Sorry if I'm being spectacularly dim, but I can't see where/how to delete or move one of my posts. Can it be done? 

Example - this morning I put a post in the wrong forum (commuting instead of cafe) and immediately I realised (wihin a few minutes of posting) I tried to delete or move it. Couldn't see how to do either, so I've asked mods to move it for me please. But to be able to delete own posts would be useful. Ta.


----------



## Shaun (24 Jul 2010)

You need to report your post if you want it moved, then the mods will do it for you.

You should be able to delete your own posts thought (buttons on the lower right of the post window) - unless it's the first post on the thread, as this is treat differently.

If it is the first post you will need to report it too as it is considered deleting the thread by the software.

Cheers,
Shaun


----------



## HJ (31 Jul 2010)

I have just tried to delete one of my own post where I had mistakenly posted twice and it wouldn't let me, it just throw up an error message


----------



## Shaun (1 Aug 2010)

That's due to a bug which is showing both the soft and hard delete options when it shouldn't.

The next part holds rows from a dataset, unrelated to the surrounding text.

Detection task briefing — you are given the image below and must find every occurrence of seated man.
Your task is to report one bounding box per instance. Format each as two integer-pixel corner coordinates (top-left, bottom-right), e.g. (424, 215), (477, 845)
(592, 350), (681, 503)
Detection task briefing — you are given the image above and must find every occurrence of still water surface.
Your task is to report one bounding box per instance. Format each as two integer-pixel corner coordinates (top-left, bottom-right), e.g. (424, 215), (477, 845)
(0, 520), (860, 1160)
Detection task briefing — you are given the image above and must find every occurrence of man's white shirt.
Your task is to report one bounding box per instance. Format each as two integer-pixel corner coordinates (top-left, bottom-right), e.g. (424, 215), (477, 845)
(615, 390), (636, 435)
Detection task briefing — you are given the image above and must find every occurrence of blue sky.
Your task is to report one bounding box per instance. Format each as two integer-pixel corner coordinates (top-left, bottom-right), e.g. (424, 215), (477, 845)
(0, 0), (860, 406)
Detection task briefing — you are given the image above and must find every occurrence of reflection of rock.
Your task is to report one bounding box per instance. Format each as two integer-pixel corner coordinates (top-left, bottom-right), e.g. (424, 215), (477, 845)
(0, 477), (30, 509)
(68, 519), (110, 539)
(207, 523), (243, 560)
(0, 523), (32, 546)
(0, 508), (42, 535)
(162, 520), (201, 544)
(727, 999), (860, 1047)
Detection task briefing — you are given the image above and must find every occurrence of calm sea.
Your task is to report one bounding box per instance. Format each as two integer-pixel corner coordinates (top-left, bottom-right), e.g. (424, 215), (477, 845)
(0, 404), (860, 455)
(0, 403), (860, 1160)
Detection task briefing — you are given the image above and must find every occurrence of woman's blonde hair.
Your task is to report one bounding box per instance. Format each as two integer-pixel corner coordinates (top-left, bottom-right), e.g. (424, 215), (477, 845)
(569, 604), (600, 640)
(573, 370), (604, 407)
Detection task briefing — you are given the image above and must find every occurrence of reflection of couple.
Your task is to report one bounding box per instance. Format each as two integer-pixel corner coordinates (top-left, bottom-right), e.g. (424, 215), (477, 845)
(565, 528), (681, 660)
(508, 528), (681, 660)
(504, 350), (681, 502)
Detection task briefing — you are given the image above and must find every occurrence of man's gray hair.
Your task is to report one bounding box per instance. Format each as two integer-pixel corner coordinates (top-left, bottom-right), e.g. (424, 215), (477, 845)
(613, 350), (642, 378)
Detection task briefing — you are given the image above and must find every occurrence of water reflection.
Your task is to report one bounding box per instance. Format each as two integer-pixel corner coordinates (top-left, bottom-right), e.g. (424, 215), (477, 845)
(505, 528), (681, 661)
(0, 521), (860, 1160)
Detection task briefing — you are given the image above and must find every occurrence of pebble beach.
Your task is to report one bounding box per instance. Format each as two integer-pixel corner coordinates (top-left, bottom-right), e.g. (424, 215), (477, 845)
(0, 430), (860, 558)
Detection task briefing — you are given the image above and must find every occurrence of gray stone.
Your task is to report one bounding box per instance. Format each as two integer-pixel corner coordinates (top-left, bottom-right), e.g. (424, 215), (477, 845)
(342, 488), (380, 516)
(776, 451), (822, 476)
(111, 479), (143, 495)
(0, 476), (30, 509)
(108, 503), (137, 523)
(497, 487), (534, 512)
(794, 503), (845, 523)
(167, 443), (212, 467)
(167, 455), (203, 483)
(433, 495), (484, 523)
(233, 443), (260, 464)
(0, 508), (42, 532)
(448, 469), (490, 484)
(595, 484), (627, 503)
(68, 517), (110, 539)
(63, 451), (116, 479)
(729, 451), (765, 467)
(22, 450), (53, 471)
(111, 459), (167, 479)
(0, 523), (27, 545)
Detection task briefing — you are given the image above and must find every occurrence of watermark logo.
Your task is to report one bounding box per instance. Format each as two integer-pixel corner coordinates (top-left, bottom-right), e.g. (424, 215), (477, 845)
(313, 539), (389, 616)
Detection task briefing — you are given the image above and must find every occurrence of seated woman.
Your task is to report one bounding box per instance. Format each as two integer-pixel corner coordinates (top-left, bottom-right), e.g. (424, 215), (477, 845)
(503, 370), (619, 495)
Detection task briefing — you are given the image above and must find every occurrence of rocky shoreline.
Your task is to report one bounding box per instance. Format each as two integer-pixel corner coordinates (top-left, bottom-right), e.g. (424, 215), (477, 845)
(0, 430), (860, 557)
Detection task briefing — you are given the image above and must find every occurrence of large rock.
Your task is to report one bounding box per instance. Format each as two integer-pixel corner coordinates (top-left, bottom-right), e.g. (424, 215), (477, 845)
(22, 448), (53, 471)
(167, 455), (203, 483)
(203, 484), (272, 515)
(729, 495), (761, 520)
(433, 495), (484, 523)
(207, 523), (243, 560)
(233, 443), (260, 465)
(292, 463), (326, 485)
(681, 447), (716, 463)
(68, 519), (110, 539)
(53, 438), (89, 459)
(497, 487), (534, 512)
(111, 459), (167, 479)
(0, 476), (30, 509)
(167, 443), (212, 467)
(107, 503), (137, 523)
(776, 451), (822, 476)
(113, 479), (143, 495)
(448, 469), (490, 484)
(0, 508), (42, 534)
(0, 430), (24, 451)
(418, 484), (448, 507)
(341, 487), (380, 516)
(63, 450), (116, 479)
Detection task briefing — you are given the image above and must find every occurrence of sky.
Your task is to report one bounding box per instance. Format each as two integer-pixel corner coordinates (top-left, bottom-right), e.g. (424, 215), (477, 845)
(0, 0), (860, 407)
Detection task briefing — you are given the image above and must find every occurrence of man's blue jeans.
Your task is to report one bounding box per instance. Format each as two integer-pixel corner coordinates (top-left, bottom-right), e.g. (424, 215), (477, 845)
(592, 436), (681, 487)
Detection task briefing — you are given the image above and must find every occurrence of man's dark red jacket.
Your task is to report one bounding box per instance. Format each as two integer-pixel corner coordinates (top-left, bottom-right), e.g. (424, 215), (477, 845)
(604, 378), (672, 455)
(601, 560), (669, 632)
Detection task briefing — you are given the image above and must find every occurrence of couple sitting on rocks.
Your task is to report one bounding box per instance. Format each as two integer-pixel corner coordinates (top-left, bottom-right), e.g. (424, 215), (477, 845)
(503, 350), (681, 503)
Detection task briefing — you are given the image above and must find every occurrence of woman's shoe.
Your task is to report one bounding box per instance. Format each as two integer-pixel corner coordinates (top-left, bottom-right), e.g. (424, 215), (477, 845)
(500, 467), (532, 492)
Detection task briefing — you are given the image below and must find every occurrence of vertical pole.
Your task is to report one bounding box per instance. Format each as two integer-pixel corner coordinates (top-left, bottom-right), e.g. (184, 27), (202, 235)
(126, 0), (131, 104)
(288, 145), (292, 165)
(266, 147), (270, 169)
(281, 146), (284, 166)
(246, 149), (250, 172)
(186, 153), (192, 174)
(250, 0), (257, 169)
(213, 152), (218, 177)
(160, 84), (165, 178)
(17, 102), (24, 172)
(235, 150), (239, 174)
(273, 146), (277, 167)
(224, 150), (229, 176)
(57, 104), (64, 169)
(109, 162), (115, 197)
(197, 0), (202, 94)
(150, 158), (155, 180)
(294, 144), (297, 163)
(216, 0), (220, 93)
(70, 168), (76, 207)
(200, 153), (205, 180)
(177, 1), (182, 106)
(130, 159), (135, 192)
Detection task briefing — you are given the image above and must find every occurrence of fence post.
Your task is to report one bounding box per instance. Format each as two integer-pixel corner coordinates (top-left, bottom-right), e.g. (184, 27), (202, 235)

You *can* delete your own posts, but you need to use the right-hand-side button and *NOT* the bottom delete button.

Cheers,
Shaun


----------



## Speicher (2 Aug 2010)

Admin said:


> That's due to a bug which is showing both the soft and hard delete options when it shouldn't.
> 
> You *can* delete your own posts, but you need to use the right-hand-side button and *NOT* the bottom delete button.
> 
> ...



I have tried to delete a post this evening. When you say the "right hand side" button, do you mean the "Remove" button which is to the right of the "Reason for deletion" box? I was looking for two delete buttons.


----------



## Shaun (2 Aug 2010)

Sorry, yes, use the Remove button on the right and ignore (if it's visible) the Delete Now button as that shouldn't be displayed.

Cheers,
Shaun


----------